ファッション

「ドラクエウォーク」とファッションの良好な関係 緊急事態宣言下の“ぼうけんのしょ”

 ファッションを生業としている以上、緊急事態宣言下であっても“ファッションしたい!”と思う(……可能な限り)。そこで国や都の要請を守りつつ、ニューノーマルにフィットした趣味をファッションと共に楽しむ業界人を紹介したい。まずは散歩(「ドラゴンクエストウォーク(以下、ドラクエウォーク)」)だ。

 「ドラクエウォーク」は、スクウェア・エニックス(東京都、松田洋祐社長)が運営するスマホ用の“位置ゲー”(位置情報ゲーム)。「ドラゴンクエスト(以下、ドラクエ)」の世界観そのままに、現実世界とリンクしたマップで目的地をセットしてストーリーを進めたり、敵を倒してレベルを上げたり、自分が主人公になって冒険ができる。

 この「ドラクエウォーク」を2019年9月14日から楽しんでいるのが、田村貴之ティープランニング社長(48歳)だ。ちなみに「ドラクエウォーク」のサービス開始は19年9月12日。この2日のずれは?と聞くと、「9月14日は僕の誕生日なんです。勇者として生まれ変わるべく、誕生日を待ってスタートしました!」と、なかなかにレベル違いの回答が返ってきた。

 もともと田村社長にはジョギングやダーツの趣味があったが、3歳半になる長男が生まれてからは家事や育児を最優先。そんな中、サービスが開始されたのが「ドラクエウォーク」だった。現在は、自転車での通退勤時に“ウォークモード”(スマホ操作なしで自動で敵と戦ったりアイテムを入手する仕様)にし、「ときに帰り道は遠回りをして1日平均8000歩ほどを稼いでいる」という。「“位置ゲー”は歩いてナンボ。ただ、いい年をしたオジサンが小汚い格好でうろうろしていると怪しまれてしまうので、なるべくポップな装いを心掛けています」。

 取材時の田村社長のコーディネートは“白×ピンク”で、白のマウンテンパーカは「ユニクロ(UNIQLO)」とデザイナー、ジル・サンダー(Jil Sander)のコラボライン“+J”のもの。今春買ったもので、「トレンドのオーバーサイズと、突然の雨でもフードをかぶればレインコート代わりになる点がお気に入り」とのこと。
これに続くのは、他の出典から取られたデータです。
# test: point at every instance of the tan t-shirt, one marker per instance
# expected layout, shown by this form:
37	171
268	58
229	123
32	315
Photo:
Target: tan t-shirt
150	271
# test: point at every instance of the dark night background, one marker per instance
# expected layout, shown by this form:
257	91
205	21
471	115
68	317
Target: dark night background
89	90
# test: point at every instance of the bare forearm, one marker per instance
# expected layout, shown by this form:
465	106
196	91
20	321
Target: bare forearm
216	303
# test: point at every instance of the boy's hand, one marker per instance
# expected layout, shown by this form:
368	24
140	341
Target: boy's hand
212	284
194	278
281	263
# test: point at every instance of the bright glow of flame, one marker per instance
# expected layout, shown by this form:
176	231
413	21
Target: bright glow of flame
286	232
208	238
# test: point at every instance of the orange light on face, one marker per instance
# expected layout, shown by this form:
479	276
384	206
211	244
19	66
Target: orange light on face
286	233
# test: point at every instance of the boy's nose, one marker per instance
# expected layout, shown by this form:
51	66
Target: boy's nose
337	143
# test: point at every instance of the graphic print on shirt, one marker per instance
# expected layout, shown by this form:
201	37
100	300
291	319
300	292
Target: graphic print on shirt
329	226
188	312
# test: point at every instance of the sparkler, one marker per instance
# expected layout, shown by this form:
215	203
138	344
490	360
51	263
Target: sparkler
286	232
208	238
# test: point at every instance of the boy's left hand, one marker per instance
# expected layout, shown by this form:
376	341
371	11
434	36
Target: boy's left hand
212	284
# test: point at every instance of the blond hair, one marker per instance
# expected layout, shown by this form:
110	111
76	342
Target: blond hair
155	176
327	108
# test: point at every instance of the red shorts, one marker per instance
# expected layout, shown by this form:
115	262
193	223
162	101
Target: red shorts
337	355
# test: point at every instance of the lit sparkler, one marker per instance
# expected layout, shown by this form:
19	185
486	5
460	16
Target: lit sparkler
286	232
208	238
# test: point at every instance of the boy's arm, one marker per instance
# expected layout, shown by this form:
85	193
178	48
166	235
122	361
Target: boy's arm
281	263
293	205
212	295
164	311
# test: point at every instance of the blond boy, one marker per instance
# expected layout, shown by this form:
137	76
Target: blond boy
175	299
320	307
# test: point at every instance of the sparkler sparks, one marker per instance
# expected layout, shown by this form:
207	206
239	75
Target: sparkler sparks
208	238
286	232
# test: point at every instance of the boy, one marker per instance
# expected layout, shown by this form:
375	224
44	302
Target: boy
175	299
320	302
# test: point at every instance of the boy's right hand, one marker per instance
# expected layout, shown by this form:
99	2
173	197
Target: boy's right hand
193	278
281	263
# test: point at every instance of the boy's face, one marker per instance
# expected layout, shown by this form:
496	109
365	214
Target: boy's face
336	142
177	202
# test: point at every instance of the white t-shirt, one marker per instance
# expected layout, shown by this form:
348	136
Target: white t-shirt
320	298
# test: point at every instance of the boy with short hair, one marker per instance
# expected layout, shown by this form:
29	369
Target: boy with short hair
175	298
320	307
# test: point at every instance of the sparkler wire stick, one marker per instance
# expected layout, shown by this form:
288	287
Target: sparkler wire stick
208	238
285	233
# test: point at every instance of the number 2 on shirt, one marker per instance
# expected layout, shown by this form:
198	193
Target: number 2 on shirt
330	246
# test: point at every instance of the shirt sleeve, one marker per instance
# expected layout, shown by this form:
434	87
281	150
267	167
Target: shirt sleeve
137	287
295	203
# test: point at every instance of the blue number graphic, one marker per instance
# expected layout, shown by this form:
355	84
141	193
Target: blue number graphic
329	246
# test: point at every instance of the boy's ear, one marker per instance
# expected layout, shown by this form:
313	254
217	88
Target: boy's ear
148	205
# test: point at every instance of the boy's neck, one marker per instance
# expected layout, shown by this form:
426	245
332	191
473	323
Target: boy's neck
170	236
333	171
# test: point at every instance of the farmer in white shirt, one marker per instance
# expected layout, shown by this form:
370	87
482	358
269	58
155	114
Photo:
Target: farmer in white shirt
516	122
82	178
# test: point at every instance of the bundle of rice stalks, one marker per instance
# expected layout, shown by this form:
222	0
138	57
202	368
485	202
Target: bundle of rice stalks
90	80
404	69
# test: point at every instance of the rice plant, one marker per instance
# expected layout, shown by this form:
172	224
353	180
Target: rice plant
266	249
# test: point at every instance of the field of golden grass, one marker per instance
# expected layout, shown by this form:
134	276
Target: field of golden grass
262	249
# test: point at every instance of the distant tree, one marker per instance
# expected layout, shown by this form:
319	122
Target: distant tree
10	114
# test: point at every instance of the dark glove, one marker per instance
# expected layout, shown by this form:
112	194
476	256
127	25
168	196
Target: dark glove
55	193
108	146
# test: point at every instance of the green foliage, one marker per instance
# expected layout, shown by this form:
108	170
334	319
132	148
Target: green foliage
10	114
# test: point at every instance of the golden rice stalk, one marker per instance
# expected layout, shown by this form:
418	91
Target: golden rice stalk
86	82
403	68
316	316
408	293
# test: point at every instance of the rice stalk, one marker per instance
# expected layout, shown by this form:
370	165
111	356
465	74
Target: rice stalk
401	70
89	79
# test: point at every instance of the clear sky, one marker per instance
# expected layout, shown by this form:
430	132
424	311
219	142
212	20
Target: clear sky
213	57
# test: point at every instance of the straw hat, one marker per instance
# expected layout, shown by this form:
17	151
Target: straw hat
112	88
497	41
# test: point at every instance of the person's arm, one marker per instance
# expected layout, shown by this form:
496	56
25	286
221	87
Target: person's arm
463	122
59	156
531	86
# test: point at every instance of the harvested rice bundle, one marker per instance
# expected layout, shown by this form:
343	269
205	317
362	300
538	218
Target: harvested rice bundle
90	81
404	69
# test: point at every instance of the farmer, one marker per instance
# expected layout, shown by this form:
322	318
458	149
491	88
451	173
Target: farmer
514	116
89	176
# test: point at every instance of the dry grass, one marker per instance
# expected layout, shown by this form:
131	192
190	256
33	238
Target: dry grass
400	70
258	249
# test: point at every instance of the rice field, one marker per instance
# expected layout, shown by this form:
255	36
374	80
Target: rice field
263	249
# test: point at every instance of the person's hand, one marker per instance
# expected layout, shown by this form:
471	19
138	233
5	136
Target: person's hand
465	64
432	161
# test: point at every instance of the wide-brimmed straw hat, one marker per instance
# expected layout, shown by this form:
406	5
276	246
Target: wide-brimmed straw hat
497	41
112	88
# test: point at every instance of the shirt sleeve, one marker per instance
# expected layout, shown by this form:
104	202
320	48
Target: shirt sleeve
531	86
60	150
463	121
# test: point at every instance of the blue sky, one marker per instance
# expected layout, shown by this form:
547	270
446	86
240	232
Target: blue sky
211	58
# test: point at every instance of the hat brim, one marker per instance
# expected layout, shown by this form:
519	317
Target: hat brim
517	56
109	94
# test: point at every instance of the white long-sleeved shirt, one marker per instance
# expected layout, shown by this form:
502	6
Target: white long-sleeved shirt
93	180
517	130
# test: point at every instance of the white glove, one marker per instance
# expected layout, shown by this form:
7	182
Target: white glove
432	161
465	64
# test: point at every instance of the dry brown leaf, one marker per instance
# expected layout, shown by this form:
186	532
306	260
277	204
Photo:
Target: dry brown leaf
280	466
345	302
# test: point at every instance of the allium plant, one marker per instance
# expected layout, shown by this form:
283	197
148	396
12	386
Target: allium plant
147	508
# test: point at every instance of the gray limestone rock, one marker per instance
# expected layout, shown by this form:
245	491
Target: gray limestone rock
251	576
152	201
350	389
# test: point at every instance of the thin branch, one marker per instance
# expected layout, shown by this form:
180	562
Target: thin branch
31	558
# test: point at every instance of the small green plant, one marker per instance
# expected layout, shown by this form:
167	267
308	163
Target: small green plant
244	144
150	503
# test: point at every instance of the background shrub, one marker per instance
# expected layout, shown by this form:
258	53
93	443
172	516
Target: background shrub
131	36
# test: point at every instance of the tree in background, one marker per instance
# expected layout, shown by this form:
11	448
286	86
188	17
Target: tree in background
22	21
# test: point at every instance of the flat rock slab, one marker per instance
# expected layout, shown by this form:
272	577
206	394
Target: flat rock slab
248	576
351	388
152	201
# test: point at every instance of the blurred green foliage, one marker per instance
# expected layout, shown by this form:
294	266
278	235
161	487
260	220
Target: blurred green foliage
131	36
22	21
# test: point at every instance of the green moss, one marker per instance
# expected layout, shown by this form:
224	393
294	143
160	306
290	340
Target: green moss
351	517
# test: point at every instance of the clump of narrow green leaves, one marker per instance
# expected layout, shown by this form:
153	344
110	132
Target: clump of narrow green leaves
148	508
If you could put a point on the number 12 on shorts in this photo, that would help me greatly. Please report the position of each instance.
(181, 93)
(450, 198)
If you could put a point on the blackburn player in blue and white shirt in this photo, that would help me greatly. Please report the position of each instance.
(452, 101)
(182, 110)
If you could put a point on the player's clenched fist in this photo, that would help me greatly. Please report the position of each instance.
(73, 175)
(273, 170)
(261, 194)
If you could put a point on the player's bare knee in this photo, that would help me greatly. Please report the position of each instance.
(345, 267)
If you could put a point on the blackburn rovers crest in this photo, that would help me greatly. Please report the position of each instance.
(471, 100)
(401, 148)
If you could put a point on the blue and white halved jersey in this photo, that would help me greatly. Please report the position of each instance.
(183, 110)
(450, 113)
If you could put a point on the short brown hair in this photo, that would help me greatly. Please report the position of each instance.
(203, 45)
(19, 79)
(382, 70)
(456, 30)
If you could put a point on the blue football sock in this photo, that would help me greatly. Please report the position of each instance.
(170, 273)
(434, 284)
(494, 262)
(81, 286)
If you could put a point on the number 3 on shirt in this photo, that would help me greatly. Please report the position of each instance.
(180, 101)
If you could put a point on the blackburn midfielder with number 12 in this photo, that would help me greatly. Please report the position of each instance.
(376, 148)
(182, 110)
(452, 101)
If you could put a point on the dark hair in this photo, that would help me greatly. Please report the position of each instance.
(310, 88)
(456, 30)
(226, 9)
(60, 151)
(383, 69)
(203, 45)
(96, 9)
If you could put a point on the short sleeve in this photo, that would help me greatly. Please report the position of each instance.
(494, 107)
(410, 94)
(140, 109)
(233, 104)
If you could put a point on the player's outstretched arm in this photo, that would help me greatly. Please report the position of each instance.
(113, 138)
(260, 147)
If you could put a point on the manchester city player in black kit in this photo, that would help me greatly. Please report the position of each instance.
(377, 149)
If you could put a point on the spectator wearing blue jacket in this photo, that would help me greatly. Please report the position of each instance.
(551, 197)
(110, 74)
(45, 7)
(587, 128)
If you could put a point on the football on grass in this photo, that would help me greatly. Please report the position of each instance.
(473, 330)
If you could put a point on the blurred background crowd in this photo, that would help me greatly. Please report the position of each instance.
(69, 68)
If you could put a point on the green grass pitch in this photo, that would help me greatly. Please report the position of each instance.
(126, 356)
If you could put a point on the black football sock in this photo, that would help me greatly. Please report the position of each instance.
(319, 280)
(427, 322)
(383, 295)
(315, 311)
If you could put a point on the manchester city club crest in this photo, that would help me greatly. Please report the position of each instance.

 ピンクのショーツは「パタゴニア(PATAGONIA)」。「例年、4月になったらショーツを解禁しています。以降11月くらいまでは、ずっとショーツ(笑)。公園などで『ドラクエウォーク』することもあるので、虫除けは欠かせません!」。同じくピンクのスニーカーは、ティープランニングがPRを手掛ける英国ブランド「アンブロ(UMBRO)」のダッドスニーカー。「武骨に見えて、歩きやすいんです。やっぱり『ドラクエウォーク』には、歩きやすさがマストなので」。

 小物もピンクで、サングラスはベルギーのウオッチ&アイウエアブランド「コモノ(KOMONO)」。小さく収納できるエコバックは、米国ブランド「ジュライ ナイン(JULY NINE)」だ。「基本的にマウンパとショーツのポケットで十分なんですが、帰宅時にスーパーやコンビニに寄ったとき用に持ち歩いています」。自転車は「キャノンデール(CANNONDALE)」で、「もう15年ほど乗っています。先日、自転車屋さんで『そろそろ寿命です』と言われました……」。同じく「キャノンデール」で、次の相棒を検討中だという。

 ちなみに「ドラクエウォーク」は奥様もやっており、夫婦で“一緒にぼうけん”(パーティーを組んで一緒に戦うこと)することもあるそう。「どうしても欲しい装備があるときは、課金することもあるんですが、共通の趣味ということもあり、奥さんからも許しが出やすいです(笑)」。

 最後にひと言とリクエストすると、「『ドラクエ』シリーズは、1986年5月27日の“1”発売から今年で35周年。僕ら世代には青春そのものだし、コロナ禍であれこれ制限がかかる中でも、散歩は健康維持のために認められています。無課金でも十分楽しめるので、一緒に冒険しましょう!」ときれいにまとめてくれた。